Tuesday, March 17, 2015

Kindred By Octavia E. Butler

Octavia E. Butler was introduced to me by my fiance earlier in the school year. He is also an English teacher, and it was the first book he was teaching to his co-taught 9th grade classes. I read about Octavia E. Butler before but I had a stack of books to get through first before I could go on the exciting adventures with her.

BTW, I will probably always have a stack of books to get through. Now it's a different stack of books with her books intermingled. 

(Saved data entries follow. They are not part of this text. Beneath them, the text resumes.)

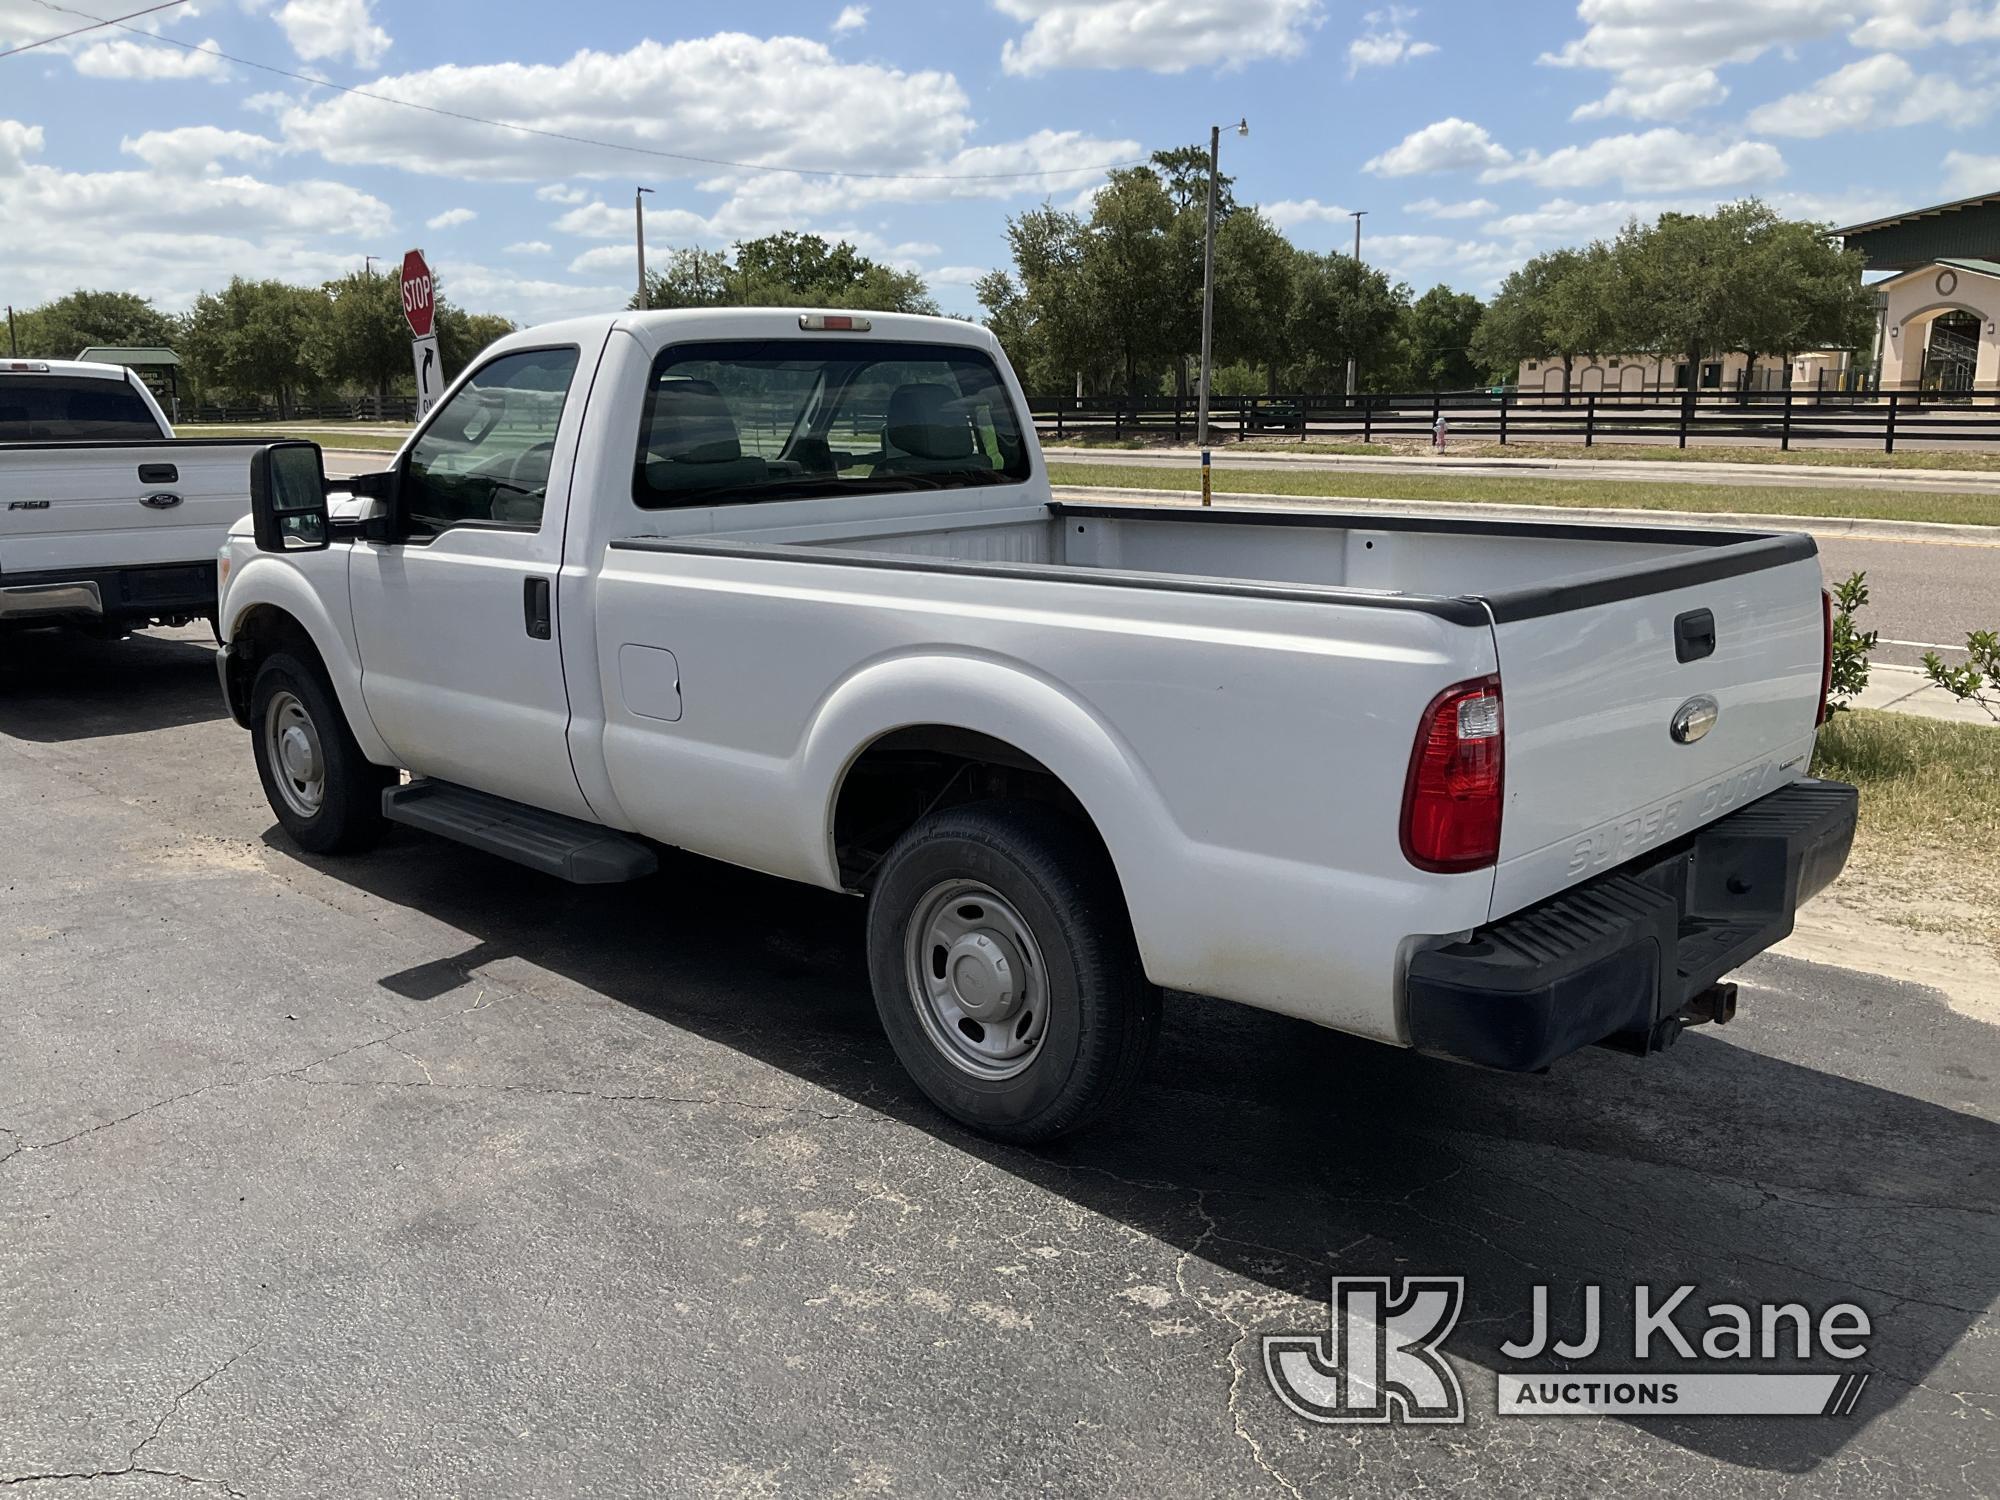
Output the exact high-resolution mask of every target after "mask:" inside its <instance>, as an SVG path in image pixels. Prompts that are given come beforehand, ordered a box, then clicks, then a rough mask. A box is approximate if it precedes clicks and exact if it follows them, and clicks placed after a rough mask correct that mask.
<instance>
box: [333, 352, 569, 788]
mask: <svg viewBox="0 0 2000 1500" xmlns="http://www.w3.org/2000/svg"><path fill="white" fill-rule="evenodd" d="M578 364H580V350H578V348H576V346H574V344H566V346H560V348H538V350H516V352H510V354H502V356H498V358H494V360H488V362H486V364H484V366H482V368H480V370H478V372H476V374H474V376H472V378H470V380H466V382H464V384H462V386H460V388H458V390H456V392H454V394H452V398H450V400H448V402H444V406H442V408H438V414H436V416H434V418H432V420H430V422H428V424H426V426H424V430H422V432H420V434H418V438H416V442H412V444H410V448H408V450H406V452H404V458H402V462H400V466H398V474H396V498H394V534H392V540H388V542H356V544H354V552H352V562H350V574H348V592H350V598H352V604H354V636H356V642H358V646H360V660H362V700H364V702H366V706H368V716H370V718H372V720H374V726H376V732H378V734H380V736H382V740H384V742H388V746H390V748H392V750H394V752H396V756H398V758H400V760H402V764H406V766H408V768H410V770H412V772H416V774H420V776H436V778H440V780H446V782H458V784H460V786H472V788H478V790H482V792H494V794H498V796H506V798H512V800H516V802H528V804H532V806H538V808H548V810H552V812H566V814H570V816H578V818H588V816H590V804H588V802H584V794H582V790H580V788H578V784H576V772H574V768H572V766H570V750H568V740H566V734H568V724H570V700H568V692H566V688H564V680H562V654H560V646H558V640H556V596H558V594H560V590H558V588H556V576H558V570H560V564H562V524H564V516H566V512H568V490H570V470H572V460H574V456H576V436H578V428H580V426H582V408H584V400H582V392H578V390H576V388H574V386H576V370H578Z"/></svg>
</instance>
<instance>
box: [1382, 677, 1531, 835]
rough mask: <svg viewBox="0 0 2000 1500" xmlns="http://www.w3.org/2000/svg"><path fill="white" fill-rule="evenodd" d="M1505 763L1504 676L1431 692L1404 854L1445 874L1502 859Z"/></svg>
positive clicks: (1505, 749)
mask: <svg viewBox="0 0 2000 1500" xmlns="http://www.w3.org/2000/svg"><path fill="white" fill-rule="evenodd" d="M1504 768H1506V736H1504V732H1502V722H1500V678H1498V676H1490V678H1474V680H1472V682H1460V684H1458V686H1454V688H1446V690H1444V692H1440V694H1438V696H1436V698H1432V700H1430V708H1426V710H1424V718H1422V722H1420V724H1418V728H1416V750H1414V752H1412V754H1410V776H1408V780H1406V782H1404V786H1402V856H1404V858H1406V860H1408V862H1410V864H1414V866H1416V868H1418V870H1438V872H1440V874H1452V872H1456V870H1480V868H1484V866H1488V864H1492V862H1494V860H1498V858H1500V786H1502V772H1504Z"/></svg>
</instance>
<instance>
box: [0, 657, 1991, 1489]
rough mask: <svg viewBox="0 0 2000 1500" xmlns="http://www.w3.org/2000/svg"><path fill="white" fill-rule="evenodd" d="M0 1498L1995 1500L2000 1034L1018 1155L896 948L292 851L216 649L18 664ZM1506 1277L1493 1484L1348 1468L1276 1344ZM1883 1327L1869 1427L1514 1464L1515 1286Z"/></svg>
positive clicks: (1915, 1006)
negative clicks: (1878, 1497)
mask: <svg viewBox="0 0 2000 1500" xmlns="http://www.w3.org/2000/svg"><path fill="white" fill-rule="evenodd" d="M0 830H6V832H4V838H0V994H4V996H6V1006H8V1030H6V1038H8V1046H6V1048H4V1050H0V1334H4V1340H6V1342H4V1358H0V1490H4V1492H8V1494H12V1492H20V1494H38V1492H52V1494H54V1492H84V1494H90V1492H104V1494H116V1496H122V1498H124V1496H140V1498H142V1500H150V1496H156V1494H158V1496H168V1494H176V1496H188V1494H198V1492H214V1494H218V1496H220V1494H240V1496H354V1494H366V1496H462V1494H478V1496H562V1494H588V1496H598V1494H632V1492H640V1490H642V1492H646V1494H666V1496H680V1494H686V1496H776V1494H804V1496H842V1494H854V1496H860V1494H890V1496H938V1494H972V1492H992V1490H1008V1492H1014V1494H1052V1496H1054V1494H1060V1496H1070V1494H1148V1496H1212V1494H1282V1496H1318V1494H1354V1496H1372V1494H1382V1496H1404V1494H1412V1492H1416V1490H1438V1492H1468V1494H1480V1496H1492V1494H1550V1492H1596V1494H1630V1492H1646V1490H1670V1488H1672V1490H1684V1492H1692V1494H1702V1496H1736V1494H1758V1496H1762V1494H1856V1496H1878V1494H1884V1492H1896V1494H1918V1496H1924V1494H1994V1492H2000V1428H1996V1420H1994V1410H1996V1402H2000V1396H1996V1392H2000V1340H1996V1326H1994V1318H1992V1304H1994V1294H1996V1282H2000V1212H1996V1210H2000V1124H1996V1108H2000V1088H1996V1082H1994V1078H1996V1072H2000V1032H1996V1030H1994V1026H1990V1024H1986V1022H1982V1020H1976V1018H1972V1016H1966V1014H1958V1012H1954V1010H1952V1008H1950V1006H1948V1004H1946V1002H1944V998H1942V996H1938V994H1934V992H1930V990H1922V988H1916V986H1904V984H1890V982H1886V980H1878V978H1872V976H1866V974H1854V972H1846V970H1838V968H1820V966H1812V964H1802V962H1796V960H1784V958H1766V960H1760V962H1756V964H1754V966H1750V968H1748V970H1746V972H1744V974H1742V976H1740V978H1742V980H1744V986H1746V988H1744V1006H1742V1016H1740V1020H1738V1022H1736V1024H1734V1026H1730V1028H1728V1030H1722V1032H1714V1030H1708V1032H1694V1034H1690V1036H1688V1038H1686V1040H1684V1042H1682V1044H1680V1046H1676V1048H1674V1050H1670V1052H1666V1054H1662V1056H1658V1058H1652V1060H1646V1062H1636V1060H1630V1058H1622V1056H1614V1054H1604V1052H1590V1054H1584V1056H1580V1058H1576V1060H1572V1062H1568V1064H1562V1066H1558V1068H1556V1070H1554V1072H1550V1074H1546V1076H1540V1078H1510V1076H1492V1074H1478V1072H1468V1070H1460V1068H1452V1066H1448V1064H1436V1062H1428V1060H1422V1058H1412V1056H1406V1054H1400V1052H1394V1050H1388V1048H1378V1046H1372V1044H1366V1042H1356V1040H1350V1038H1340V1036H1334V1034H1328V1032H1318V1030H1314V1028H1310V1026H1302V1024H1296V1022H1290V1020H1282V1018H1276V1016H1262V1014H1254V1012H1246V1010H1240V1008H1234V1006H1224V1004H1216V1002H1200V1000H1170V1004H1168V1024H1166V1034H1164V1038H1162V1048H1160V1058H1158V1062H1156V1066H1154V1070H1152V1076H1150V1080H1148V1086H1146V1090H1144V1094H1142V1098H1140V1100H1138V1102H1136V1106H1134V1108H1130V1110H1128V1112H1126V1114H1122V1116H1120V1118H1116V1120H1114V1122H1110V1124H1108V1126H1106V1128H1102V1130H1098V1132H1096V1134H1090V1136H1084V1138H1080V1140H1076V1142H1066V1144H1062V1146H1060V1148H1056V1150H1050V1152H1042V1154H1028V1152H1018V1150H1008V1148H1000V1146H992V1144H988V1142H982V1140H978V1138H974V1136H968V1134H964V1132H960V1130H956V1128H952V1126H948V1124H946V1122H944V1120H942V1118H940V1116H936V1114H934V1112H932V1110H930V1108H928V1106H926V1104H924V1102H922V1098H920V1096H918V1094H916V1092H914V1088H912V1086H910V1084H908V1082H906V1080H904V1076H902V1072H900V1070H898V1066H896V1062H894V1058H892V1054H890V1050H888V1046H886V1042H884V1040H882V1036H880V1032H878V1026H876V1020H874V1010H872V1002H870V998H868V988H866V974H864V964H862V948H860V922H858V918H860V906H858V904H854V902H850V900H844V898H836V896H826V894H820V892H810V890H800V888H792V886H782V884H776V882H768V880H762V878H758V876H750V874H744V872H736V870H728V868H718V866H708V864H700V862H694V860H686V858H668V860H666V862H664V870H662V874H660V876H658V878H654V880H648V882H642V884H634V886H618V888H596V890H578V888H568V886H560V884H554V882H548V880H544V878H540V876H534V874H528V872H522V870H516V868H512V866H506V864H500V862H496V860H490V858H486V856H480V854H474V852H470V850H460V848H454V846H450V844H442V842H436V840H430V838H422V836H416V834H408V832H398V834H396V836H394V838H392V840H390V842H388V844H386V846H384V848H380V850H378V852H374V854H368V856H360V858H348V860H314V858H304V856H300V854H298V852H296V850H292V848H290V846H288V844H286V842H284V840H282V836H278V834H276V832H274V828H272V818H270V814H268V810H266V806H264V800H262V794H260V790H258V784H256V774H254V770H252V766H250V746H248V740H246V736H244V734H242V732H240V730H236V726H234V724H230V722H228V720H226V718H222V708H220V702H218V700H216V688H214V670H212V662H210V650H208V646H206V636H204V634H202V632H194V630H186V632H156V634H154V636H150V638H140V640H130V642H118V644H96V642H84V640H66V638H46V636H34V638H20V640H14V642H10V644H8V652H6V656H4V664H0ZM1334 1274H1356V1276H1362V1274H1396V1276H1400V1274H1462V1276H1466V1278H1468V1296H1466V1310H1464V1316H1462V1320H1460V1324H1458V1328H1456V1330H1454V1334H1452V1338H1450V1340H1448V1344H1446V1352H1448V1356H1450V1358H1452V1364H1454V1368H1456V1370H1458V1374H1460V1378H1462V1382H1464V1388H1466V1400H1468V1410H1470V1420H1468V1424H1466V1426H1462V1428H1314V1426H1308V1424H1304V1422H1300V1420H1298V1418H1294V1416H1292V1414H1290V1412H1286V1410H1284V1408H1282V1406H1280V1402H1278V1400H1276V1396H1274V1394H1272V1392H1270V1390H1268V1386H1266V1382H1264V1376H1262V1354H1260V1344H1258V1340H1260V1336H1264V1334H1280V1332H1284V1334H1288V1332H1308V1330H1316V1328H1324V1326H1326V1316H1328V1312H1326V1282H1328V1278H1330V1276H1334ZM1636 1280H1648V1282H1652V1284H1656V1286H1666V1288H1672V1286H1676V1284H1680V1282H1696V1284H1698V1286H1700V1298H1702V1300H1736V1302H1758V1300H1772V1302H1790V1300H1798V1302H1806V1304H1808V1306H1814V1308H1818V1306H1824V1304H1830V1302H1840V1300H1854V1302H1860V1304H1862V1306H1864V1308H1868V1312H1870V1316H1872V1320H1874V1338H1872V1340H1870V1352H1868V1358H1866V1360H1862V1362H1860V1364H1862V1368H1866V1370H1870V1372H1872V1376H1874V1378H1872V1380H1870V1384H1868V1388H1866V1396H1864V1398H1862V1404H1860V1408H1858V1412H1856V1414H1854V1416H1852V1418H1846V1420H1822V1418H1788V1420H1752V1418H1716V1420H1686V1418H1684V1420H1652V1418H1646V1420H1620V1418H1588V1420H1574V1418H1572V1420H1558V1418H1540V1420H1536V1418H1506V1420H1500V1418H1496V1416H1494V1414H1492V1410H1494V1376H1492V1372H1494V1368H1502V1366H1510V1362H1508V1360H1506V1358H1504V1356H1502V1354H1500V1352H1498V1346H1500V1342H1502V1340H1508V1338H1518V1336H1522V1334H1524V1332H1526V1308H1528V1306H1530V1292H1528V1288H1530V1286H1534V1284H1536V1282H1548V1284H1552V1288H1554V1292H1552V1304H1554V1308H1556V1318H1558V1326H1562V1324H1564V1320H1570V1318H1574V1308H1576V1306H1578V1304H1580V1286H1582V1284H1584V1282H1600V1284H1604V1288H1606V1330H1608V1344H1612V1346H1614V1348H1616V1344H1618V1338H1616V1334H1618V1328H1620V1320H1624V1322H1626V1328H1628V1322H1630V1312H1628V1304H1626V1302H1624V1296H1626V1290H1628V1288H1630V1286H1632V1284H1634V1282H1636ZM1618 1364H1626V1366H1628V1364H1630V1360H1624V1362H1616V1360H1614V1362H1608V1364H1600V1368H1618Z"/></svg>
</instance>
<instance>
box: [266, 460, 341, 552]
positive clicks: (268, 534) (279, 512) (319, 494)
mask: <svg viewBox="0 0 2000 1500" xmlns="http://www.w3.org/2000/svg"><path fill="white" fill-rule="evenodd" d="M250 520H252V524H254V528H256V546H258V552H320V550H322V548H326V544H328V540H330V538H328V534H330V530H332V528H330V526H328V524H326V468H324V464H322V460H320V444H316V442H274V444H270V446H266V448H258V450H256V454H254V456H252V458H250Z"/></svg>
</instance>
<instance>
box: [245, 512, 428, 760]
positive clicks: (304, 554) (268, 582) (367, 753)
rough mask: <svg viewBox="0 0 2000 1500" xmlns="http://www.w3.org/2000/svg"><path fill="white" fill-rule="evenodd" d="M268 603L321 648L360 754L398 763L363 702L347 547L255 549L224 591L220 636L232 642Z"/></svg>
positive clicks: (338, 546) (335, 696)
mask: <svg viewBox="0 0 2000 1500" xmlns="http://www.w3.org/2000/svg"><path fill="white" fill-rule="evenodd" d="M266 608H268V610H278V612H280V614H286V616H290V618H292V620H294V622H298V626H300V628H302V630H304V632H306V636H308V638H310V640H312V646H314V650H318V652H320V662H322V664H324V666H326V678H328V682H330V684H332V688H334V698H338V700H340V712H342V714H346V718H348V730H352V734H354V742H356V744H358V746H360V750H362V754H364V756H366V758H368V760H372V762H376V764H378V766H394V764H398V760H396V752H394V750H390V748H388V744H384V740H382V736H380V734H376V726H374V720H372V718H370V716H368V704H366V702H362V658H360V648H358V644H356V640H354V616H352V612H350V610H348V548H346V546H342V544H336V546H330V548H326V550H324V552H288V554H282V556H278V554H272V552H252V554H250V556H248V558H246V560H242V562H240V564H238V566H236V568H234V570H232V574H230V582H228V590H226V592H224V596H222V610H224V614H222V620H220V622H218V628H220V632H222V640H224V642H228V644H230V646H234V644H236V636H238V632H240V630H242V628H244V622H246V620H248V618H250V616H252V614H254V612H256V610H266Z"/></svg>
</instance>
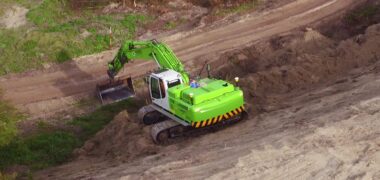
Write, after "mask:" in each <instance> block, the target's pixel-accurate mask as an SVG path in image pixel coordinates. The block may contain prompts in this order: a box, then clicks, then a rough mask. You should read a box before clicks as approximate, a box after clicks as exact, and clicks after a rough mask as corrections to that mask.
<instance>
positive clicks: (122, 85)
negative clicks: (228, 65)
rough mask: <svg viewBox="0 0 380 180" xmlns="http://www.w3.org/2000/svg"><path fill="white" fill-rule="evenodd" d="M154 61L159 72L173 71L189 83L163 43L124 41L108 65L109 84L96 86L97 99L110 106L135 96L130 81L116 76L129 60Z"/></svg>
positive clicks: (102, 84) (154, 42)
mask: <svg viewBox="0 0 380 180" xmlns="http://www.w3.org/2000/svg"><path fill="white" fill-rule="evenodd" d="M135 59H136V60H148V61H149V60H154V61H155V62H156V63H157V65H158V67H159V68H160V69H161V70H169V69H170V70H174V71H176V72H178V73H179V74H181V76H182V80H183V82H184V83H186V84H188V83H189V75H188V73H187V72H186V71H185V69H184V67H183V64H182V63H181V61H180V60H179V59H178V58H177V56H176V55H175V54H174V53H173V51H172V50H171V49H170V48H169V47H168V46H167V45H166V44H164V43H161V42H157V41H156V40H151V41H126V42H125V43H124V44H123V45H122V46H121V47H120V49H119V51H118V52H117V54H116V56H115V57H114V59H113V60H112V61H110V62H109V63H108V70H107V74H108V76H109V82H106V83H103V84H100V85H98V86H97V91H98V96H99V99H100V100H101V102H102V103H103V104H110V103H114V102H118V101H121V100H124V99H128V98H129V97H132V96H134V95H135V92H134V88H133V84H132V80H131V79H130V78H128V79H127V80H125V79H122V78H118V77H117V75H118V73H119V72H120V70H121V69H122V68H123V67H124V65H125V64H127V63H128V62H130V61H131V60H135Z"/></svg>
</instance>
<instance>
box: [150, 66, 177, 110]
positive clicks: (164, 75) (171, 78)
mask: <svg viewBox="0 0 380 180" xmlns="http://www.w3.org/2000/svg"><path fill="white" fill-rule="evenodd" d="M182 83H183V80H182V76H181V74H179V73H178V72H176V71H174V70H163V71H159V72H156V73H152V74H151V75H150V77H149V91H150V96H151V98H152V102H153V103H154V104H156V105H158V106H160V107H162V108H164V109H166V110H168V111H169V110H170V107H169V98H168V88H171V87H174V86H177V85H179V84H182Z"/></svg>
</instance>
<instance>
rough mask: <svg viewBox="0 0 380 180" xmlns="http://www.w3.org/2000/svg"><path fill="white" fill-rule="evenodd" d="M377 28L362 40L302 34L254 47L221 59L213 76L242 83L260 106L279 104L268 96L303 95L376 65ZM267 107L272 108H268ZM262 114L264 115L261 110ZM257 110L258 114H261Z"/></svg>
mask: <svg viewBox="0 0 380 180" xmlns="http://www.w3.org/2000/svg"><path fill="white" fill-rule="evenodd" d="M379 46H380V25H374V26H372V27H369V28H368V30H367V31H366V33H365V34H361V35H357V36H356V37H353V38H351V39H347V40H344V41H340V42H338V41H334V40H332V39H329V38H327V37H325V36H323V35H322V34H320V33H319V32H317V31H314V30H312V29H307V31H305V32H296V33H294V34H292V35H287V36H284V37H276V38H274V39H273V40H272V41H270V42H265V43H262V44H257V45H254V46H252V47H248V48H245V49H242V50H237V51H233V52H228V53H226V55H224V56H222V60H221V61H222V62H223V61H224V62H227V63H225V64H226V65H224V67H223V68H221V69H220V70H218V73H217V76H222V77H226V78H227V79H228V78H231V77H233V76H236V75H237V76H240V77H242V78H241V79H242V81H241V84H240V85H241V86H242V87H243V89H244V90H245V94H247V95H248V96H247V98H249V99H250V98H254V100H253V101H254V102H255V104H256V105H258V106H256V107H257V108H260V104H268V102H269V103H272V104H277V103H281V102H279V101H280V100H278V99H276V98H274V99H273V98H272V97H269V95H270V94H283V93H288V92H290V91H293V90H297V89H303V90H305V89H308V88H310V85H311V84H318V83H321V82H326V80H327V79H332V80H333V81H335V80H334V79H335V77H339V76H342V75H344V74H346V73H347V72H348V70H351V69H355V68H358V67H365V66H368V65H370V64H373V63H374V62H377V61H379V57H380V52H379V51H378V47H379ZM271 101H272V102H271ZM261 108H263V109H267V107H266V108H264V107H261ZM263 109H262V110H263Z"/></svg>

SIDE STORY FIRST. This year was the first year I taught 9th grade English. I am a special educator for high school, and I haven't taught my own classes since student teaching. Desperate to teach and have control over how skills are taught, I agreed to teach English 9. Let's just say it has been a rough year. The second rough year out of the 3 years I've almost taught.. but that's another long winded rant for another time. ANYHOO. At first I wanted to teach Romeo and Juliet, but when my baby 9th graders stated that they read that play in 8th grade (seriously. I don't think I would have passed 8th grade if we read Shakespeare. I think that says more about my maturity as an 8th grader than the intelligence of middle schoolers). So, coupled with the fact that they already read it and my general "fuck it" attitude that came with a rough school year, I decided to teach Kindred. 

But first, I had to actually read Kindred

So, I purchased the book off of Amazon (I know. It was infuriating that I couldn't find used books of hers at the book fair. However, I like to think that everyone is so in love with her books that no one wanted to part with them, unlike Anne Rice, whose books are in multiples at the book fair.) 

I finished the book in 2 days. It. Was. Awesome. 

Set in the 1970s, it is about a woman named Dana who suddenly possesses the power to travel back in time. She doesn't know how she acquired this ability and you never find out. Butler doesn't take the time to explain it. She doesn't need too. Dana is a riveting character who finds herself by a body of water where a woman is crying for help. A boy is drowning and she rushes in and saves him. After rescuing the boy, a shot gun is in her face and she is transported back to the present day. 

You come to find out that Dana is only transported when Rufus, the boy that almost drowned in the river, is in life threatening trouble. Rufus is one of Dana's ancestors, but the twist is that while Dana is an African-American, Rufus is a slave owner in the antebellum south. Dana realizes that she is charged with keeping Rufus alive until her ancestor, Hagar is born. 

As a white female, there is an abundance of characters that at least, look like me (which, white privilege.. I guess, yay?) However, there isn't an abundance of well rounded female character that actually has a story arc, is strong but makes mistakes as well. You know, like an actual person. Dana is an actual person and I love Butler for this. 

Normally, I'm into book series because I love to just travel the world that the author created. Kindred is a stand alone book and it does wonderfully as a stand alone book. Butler does a great job of showing the end in sight but makes the reader wonder if Dana will ever survive the ordeal. At the end of this book, I am relieved that there won't be others, simply because of Dana's and her husband, Kevin's, suffering. Kindred's setting is horrifying. I don't want to explore it further. 

Kindred is a great read. It's historical science fiction that zeroes in on the African American experience. YES. PLEASE.